Each public disclosure of a private reality becomes something of a magnet that can attract others with a similar frame of reference; thus each public disclosure…serves as a dismantling tool against the illusion of ONE-TRIBE NATION; it lifts the curtains for a brief peek and reveals the probable existence of literally millions of tribes.
–David Wojnarowicz
Each of these three projects examines the means by which a group of people have publicly disclosed a historically stigmatized sexual identity and the implications of that form of disclosure, both for the authors of the message and the audience that receives it. Whether the disclosers are post-Stonewall gay and lesbian artists writing memoirs that are explicit about their sexual lives, ordinary queer people using social media as tools to facilitate and amplify their comings-out, or polyamorists using mainstream media outlets to combat misunderstandings about their sexual practices and ethics, the goal in each case is to claim public space and visibility for identities that were formerly invisible or visible only in a negative light.

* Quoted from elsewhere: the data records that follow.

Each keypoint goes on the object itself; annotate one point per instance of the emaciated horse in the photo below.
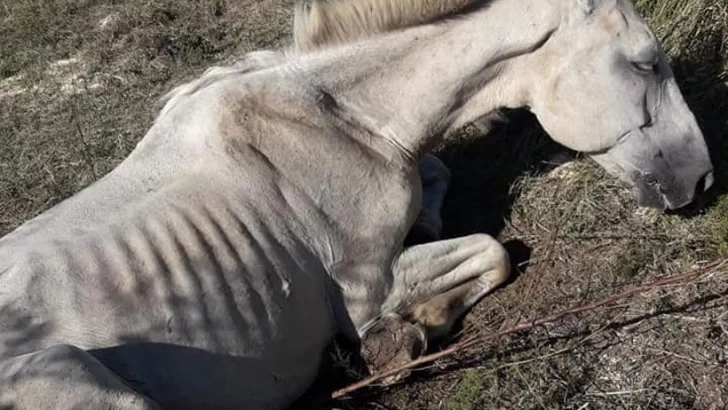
(266, 208)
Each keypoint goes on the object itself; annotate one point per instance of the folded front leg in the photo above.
(435, 283)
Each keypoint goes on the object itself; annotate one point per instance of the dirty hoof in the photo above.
(391, 343)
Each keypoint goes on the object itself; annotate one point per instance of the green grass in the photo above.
(580, 235)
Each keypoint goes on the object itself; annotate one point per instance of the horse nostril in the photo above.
(706, 182)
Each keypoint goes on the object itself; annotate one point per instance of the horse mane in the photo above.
(323, 23)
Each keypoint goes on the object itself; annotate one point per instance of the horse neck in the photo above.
(413, 86)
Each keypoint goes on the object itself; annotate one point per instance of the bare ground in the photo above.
(79, 82)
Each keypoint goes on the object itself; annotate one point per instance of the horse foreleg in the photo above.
(434, 284)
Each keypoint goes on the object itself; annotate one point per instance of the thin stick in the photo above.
(476, 340)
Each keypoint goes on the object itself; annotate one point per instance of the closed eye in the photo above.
(645, 68)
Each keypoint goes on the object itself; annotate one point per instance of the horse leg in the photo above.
(434, 284)
(64, 377)
(435, 178)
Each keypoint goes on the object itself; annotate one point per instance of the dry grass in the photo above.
(76, 96)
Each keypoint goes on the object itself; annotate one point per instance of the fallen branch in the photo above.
(477, 340)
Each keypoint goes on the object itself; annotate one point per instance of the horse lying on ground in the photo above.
(266, 209)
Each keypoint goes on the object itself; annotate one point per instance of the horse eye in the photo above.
(645, 68)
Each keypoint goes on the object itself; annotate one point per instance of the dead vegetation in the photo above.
(76, 96)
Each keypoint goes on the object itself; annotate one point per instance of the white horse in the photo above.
(266, 209)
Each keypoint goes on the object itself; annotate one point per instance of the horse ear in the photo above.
(587, 5)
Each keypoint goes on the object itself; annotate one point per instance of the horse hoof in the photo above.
(390, 344)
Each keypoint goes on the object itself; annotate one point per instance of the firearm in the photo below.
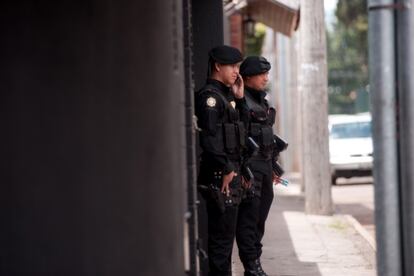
(214, 193)
(252, 150)
(279, 146)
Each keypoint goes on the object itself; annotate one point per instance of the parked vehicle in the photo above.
(350, 145)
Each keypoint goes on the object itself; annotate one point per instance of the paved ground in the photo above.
(355, 196)
(306, 245)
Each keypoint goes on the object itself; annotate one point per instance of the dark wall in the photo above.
(207, 23)
(207, 33)
(91, 158)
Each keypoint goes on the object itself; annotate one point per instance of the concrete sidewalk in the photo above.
(309, 245)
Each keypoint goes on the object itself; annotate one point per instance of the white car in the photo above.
(350, 145)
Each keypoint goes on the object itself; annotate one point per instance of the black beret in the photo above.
(225, 55)
(254, 65)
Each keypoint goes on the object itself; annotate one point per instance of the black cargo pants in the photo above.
(253, 212)
(221, 225)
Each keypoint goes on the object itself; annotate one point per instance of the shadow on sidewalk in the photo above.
(279, 255)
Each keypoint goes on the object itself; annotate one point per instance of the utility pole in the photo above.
(313, 89)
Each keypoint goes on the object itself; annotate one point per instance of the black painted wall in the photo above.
(207, 20)
(207, 32)
(92, 138)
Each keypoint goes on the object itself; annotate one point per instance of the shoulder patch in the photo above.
(211, 102)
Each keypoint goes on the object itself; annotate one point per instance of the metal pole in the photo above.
(192, 216)
(383, 101)
(405, 36)
(313, 86)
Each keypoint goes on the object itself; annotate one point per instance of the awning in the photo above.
(282, 15)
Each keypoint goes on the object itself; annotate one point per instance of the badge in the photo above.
(211, 102)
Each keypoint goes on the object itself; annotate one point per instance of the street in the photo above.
(299, 244)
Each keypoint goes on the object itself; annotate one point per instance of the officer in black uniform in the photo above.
(254, 209)
(220, 105)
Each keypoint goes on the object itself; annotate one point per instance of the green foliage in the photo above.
(254, 43)
(348, 58)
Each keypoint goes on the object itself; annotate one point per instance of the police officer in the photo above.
(254, 209)
(220, 105)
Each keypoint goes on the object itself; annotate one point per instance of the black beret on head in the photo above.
(254, 65)
(225, 55)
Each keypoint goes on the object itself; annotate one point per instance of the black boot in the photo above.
(254, 268)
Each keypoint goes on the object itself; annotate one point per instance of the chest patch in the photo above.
(211, 102)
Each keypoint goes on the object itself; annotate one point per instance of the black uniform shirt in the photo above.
(258, 97)
(210, 110)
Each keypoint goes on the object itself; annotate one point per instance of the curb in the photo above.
(362, 231)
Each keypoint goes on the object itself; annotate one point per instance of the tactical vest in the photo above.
(260, 126)
(230, 132)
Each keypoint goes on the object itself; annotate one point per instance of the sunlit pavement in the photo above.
(355, 196)
(309, 245)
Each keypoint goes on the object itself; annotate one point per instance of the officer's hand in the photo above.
(238, 87)
(276, 179)
(227, 178)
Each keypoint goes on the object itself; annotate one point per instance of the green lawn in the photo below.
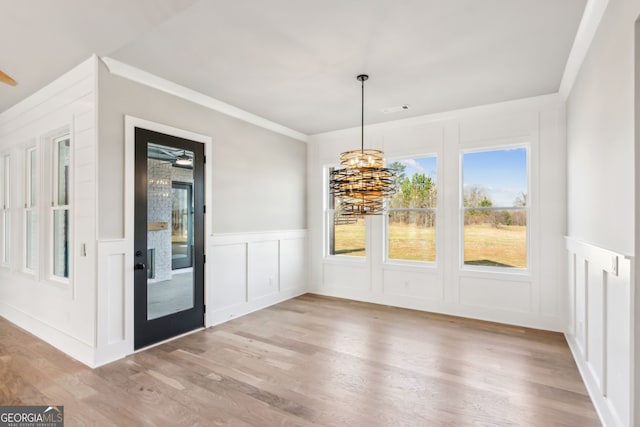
(485, 244)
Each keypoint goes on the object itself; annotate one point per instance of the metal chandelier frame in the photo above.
(362, 184)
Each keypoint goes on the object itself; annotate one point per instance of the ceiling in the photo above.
(295, 62)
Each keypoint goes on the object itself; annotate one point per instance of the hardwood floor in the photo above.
(314, 361)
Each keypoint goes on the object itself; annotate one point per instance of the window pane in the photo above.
(411, 233)
(61, 243)
(64, 158)
(416, 183)
(412, 236)
(496, 238)
(347, 234)
(348, 237)
(495, 181)
(495, 178)
(32, 241)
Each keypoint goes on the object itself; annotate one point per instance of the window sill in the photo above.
(430, 267)
(517, 274)
(344, 259)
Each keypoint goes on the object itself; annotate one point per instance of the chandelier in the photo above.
(362, 184)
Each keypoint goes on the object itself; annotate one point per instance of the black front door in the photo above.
(168, 296)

In “‘Coherence Signals a Problem’: The Anti-Narrative Impulse in the Queer Memoir,” Liz Foley traces a tradition among queer memoirists of choosing autobiographical forms and techniques that disrupt conventional narrative. Her argument considers the connections between narrative and self-construction and asks whether anti-narrative techniques can nonetheless produce effects of narrative satisfaction in both queer and general readerships. In “Self-Disclosure on YouTube: Coming Out for Personal Liberation or a Paycheck?’”, Nicola Certo explores the recent phenomenon of posting coming-out videos on YouTube. Using the case of the Rhodes brothers as a starting point, he raises questions as to whether the coming-out process, once seen as an act of personal liberation that simultaneously increased the visibility of a larger group, has now reached a historical stage at which it can be used for careerist or narcissistic ends. And in “Polyamory, Candor, and the Press: Engendering Acceptance Through Personal Revelation,” Kat Vecchio’s focus is on polyamorists’ efforts to use mainstream media platforms to speak candidly about their multiple concurrent romantic relationships, with the goals of increasing polyamory’s visibility and combatting misperceptions about the polyamorist community on the part of the general public.